# Looking for recommendations for poles saws



## Vit (Jun 6, 2018)

Hello,

I am looking for the longest manual and electric pole saws that don't cost an arm and a leg. I am looking to cut quite a few smaller branches that are 1-1.5" think, and a few 5-7" branches. All branches are 25-30ft above the ground. I could not reach the smaller branches with 12ft manual polesaw from ~6ft on a ladder.

I also have similar branches to cut down at parents house.

I would prefer corded rather than cordless as I do not want to deal with batteries. If it is gas,, than 4-stroke would be preferred.

P.S. I'm in Canada, if that makes any difference.

Thank You in advance!


----------



## Del_ (Jun 6, 2018)

Here is the pole saw I use. You will be glad you did. 

http://www.treestuff.com/store/catalog.asp?item=846


----------



## MaryThomas45 (Jun 7, 2018)

Sun Joe SWJ800E is a very well-made pole saw. Assembly was very easy. The pole itself is quite beefy and very easy to extend plus the lock is one of the best features as it's easy to lock and unlock and stays adjusted.
I was surprised to see that the cutting guide was made of metal. The oil reservoir has a window so it is easy to see the level of oil.

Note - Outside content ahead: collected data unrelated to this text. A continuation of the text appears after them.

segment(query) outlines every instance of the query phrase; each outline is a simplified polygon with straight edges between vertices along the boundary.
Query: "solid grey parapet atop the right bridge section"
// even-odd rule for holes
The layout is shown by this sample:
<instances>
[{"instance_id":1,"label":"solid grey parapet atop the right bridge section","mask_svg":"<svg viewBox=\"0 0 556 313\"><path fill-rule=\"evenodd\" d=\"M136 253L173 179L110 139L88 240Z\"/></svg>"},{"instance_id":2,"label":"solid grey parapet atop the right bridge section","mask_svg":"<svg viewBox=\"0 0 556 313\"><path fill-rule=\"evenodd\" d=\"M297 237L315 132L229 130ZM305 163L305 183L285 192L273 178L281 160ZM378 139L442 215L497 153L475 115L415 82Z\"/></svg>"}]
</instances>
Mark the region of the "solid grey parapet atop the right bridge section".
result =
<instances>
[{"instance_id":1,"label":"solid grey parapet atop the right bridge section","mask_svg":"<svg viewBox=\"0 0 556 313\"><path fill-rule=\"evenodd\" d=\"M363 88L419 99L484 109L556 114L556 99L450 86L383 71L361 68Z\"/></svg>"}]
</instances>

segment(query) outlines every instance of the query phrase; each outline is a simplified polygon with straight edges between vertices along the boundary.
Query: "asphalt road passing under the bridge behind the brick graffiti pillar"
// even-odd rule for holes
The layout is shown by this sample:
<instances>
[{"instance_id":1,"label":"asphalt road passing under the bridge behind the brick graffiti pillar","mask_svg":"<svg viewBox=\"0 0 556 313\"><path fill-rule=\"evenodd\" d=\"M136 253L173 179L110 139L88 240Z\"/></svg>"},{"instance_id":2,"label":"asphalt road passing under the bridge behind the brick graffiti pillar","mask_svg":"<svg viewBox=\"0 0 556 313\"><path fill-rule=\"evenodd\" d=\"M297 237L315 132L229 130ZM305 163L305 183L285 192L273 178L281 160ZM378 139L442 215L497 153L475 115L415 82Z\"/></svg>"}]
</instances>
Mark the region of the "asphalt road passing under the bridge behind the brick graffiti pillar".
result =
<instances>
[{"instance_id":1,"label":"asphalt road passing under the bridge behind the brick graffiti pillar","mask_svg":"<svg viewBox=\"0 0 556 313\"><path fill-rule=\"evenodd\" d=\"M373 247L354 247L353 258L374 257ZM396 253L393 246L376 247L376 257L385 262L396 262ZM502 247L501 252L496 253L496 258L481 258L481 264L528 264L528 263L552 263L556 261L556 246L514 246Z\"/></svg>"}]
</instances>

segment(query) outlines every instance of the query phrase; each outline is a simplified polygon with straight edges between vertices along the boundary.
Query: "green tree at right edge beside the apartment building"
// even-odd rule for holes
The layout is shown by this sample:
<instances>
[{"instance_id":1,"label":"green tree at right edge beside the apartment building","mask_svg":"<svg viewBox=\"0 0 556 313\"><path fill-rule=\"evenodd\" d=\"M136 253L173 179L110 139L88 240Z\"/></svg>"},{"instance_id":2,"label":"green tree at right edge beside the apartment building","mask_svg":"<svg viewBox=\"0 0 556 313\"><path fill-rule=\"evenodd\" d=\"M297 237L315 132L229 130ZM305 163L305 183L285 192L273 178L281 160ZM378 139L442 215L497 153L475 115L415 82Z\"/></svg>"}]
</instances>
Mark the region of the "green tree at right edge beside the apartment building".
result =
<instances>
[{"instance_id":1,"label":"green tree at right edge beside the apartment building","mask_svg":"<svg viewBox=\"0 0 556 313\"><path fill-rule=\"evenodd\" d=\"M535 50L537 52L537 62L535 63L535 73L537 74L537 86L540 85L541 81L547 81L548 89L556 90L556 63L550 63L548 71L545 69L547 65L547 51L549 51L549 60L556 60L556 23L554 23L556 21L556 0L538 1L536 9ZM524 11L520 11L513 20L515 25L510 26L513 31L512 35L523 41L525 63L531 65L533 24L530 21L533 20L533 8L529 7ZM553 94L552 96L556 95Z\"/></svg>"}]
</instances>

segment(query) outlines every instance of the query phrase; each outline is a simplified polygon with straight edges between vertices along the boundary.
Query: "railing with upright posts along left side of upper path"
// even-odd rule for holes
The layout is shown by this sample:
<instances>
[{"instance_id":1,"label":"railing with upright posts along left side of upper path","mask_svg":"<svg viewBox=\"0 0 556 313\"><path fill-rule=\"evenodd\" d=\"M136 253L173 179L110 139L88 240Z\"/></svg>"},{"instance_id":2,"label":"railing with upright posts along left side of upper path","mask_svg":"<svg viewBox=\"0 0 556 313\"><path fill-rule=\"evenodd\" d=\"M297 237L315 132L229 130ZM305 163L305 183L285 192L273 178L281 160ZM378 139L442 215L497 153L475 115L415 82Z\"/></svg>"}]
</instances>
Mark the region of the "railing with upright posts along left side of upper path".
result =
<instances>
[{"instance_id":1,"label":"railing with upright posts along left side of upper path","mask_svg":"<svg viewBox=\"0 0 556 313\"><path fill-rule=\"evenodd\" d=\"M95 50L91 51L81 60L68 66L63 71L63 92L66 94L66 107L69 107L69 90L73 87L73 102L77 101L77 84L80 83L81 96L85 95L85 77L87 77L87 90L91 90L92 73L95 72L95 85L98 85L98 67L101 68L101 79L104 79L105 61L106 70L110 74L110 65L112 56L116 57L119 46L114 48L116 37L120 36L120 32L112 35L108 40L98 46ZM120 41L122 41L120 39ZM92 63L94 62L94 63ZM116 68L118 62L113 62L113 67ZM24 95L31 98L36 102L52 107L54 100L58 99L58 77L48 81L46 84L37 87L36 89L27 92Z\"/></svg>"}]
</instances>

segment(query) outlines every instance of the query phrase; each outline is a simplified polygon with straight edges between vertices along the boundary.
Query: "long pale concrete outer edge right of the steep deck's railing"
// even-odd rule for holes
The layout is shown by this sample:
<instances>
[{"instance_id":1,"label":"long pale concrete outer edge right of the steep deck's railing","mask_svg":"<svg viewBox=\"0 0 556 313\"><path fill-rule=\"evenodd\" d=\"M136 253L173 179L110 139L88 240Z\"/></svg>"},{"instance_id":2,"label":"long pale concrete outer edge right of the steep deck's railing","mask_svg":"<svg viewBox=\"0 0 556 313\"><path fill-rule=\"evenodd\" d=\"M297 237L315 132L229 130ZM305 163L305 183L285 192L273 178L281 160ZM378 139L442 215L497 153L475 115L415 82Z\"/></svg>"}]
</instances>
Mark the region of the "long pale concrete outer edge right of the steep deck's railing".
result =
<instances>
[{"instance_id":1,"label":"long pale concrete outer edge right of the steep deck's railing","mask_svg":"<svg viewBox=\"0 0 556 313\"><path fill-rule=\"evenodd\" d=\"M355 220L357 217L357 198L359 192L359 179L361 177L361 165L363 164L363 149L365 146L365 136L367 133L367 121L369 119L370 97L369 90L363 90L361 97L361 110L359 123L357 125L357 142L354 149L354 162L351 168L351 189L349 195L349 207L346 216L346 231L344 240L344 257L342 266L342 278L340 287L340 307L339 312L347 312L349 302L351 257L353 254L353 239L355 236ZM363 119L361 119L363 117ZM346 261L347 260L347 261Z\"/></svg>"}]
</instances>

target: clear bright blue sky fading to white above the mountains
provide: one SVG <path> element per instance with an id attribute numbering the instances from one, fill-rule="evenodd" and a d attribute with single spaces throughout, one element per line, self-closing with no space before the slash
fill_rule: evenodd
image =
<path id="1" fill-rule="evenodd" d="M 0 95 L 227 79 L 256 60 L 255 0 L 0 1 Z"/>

The best part of the saw is that it's the lightest one on the market in this price range So you don't have to be a guerrilla to use it. The motor is more than adequate to get the job done. It comes with a good manual, has a two year warranty, and a single metal tool that is all that is needed to assemble as well to keep the chain property adjusted.


----------



## 1Alpha1 (Jun 8, 2018)

Mine cost an arm and a leg, so I won't recommend it.


----------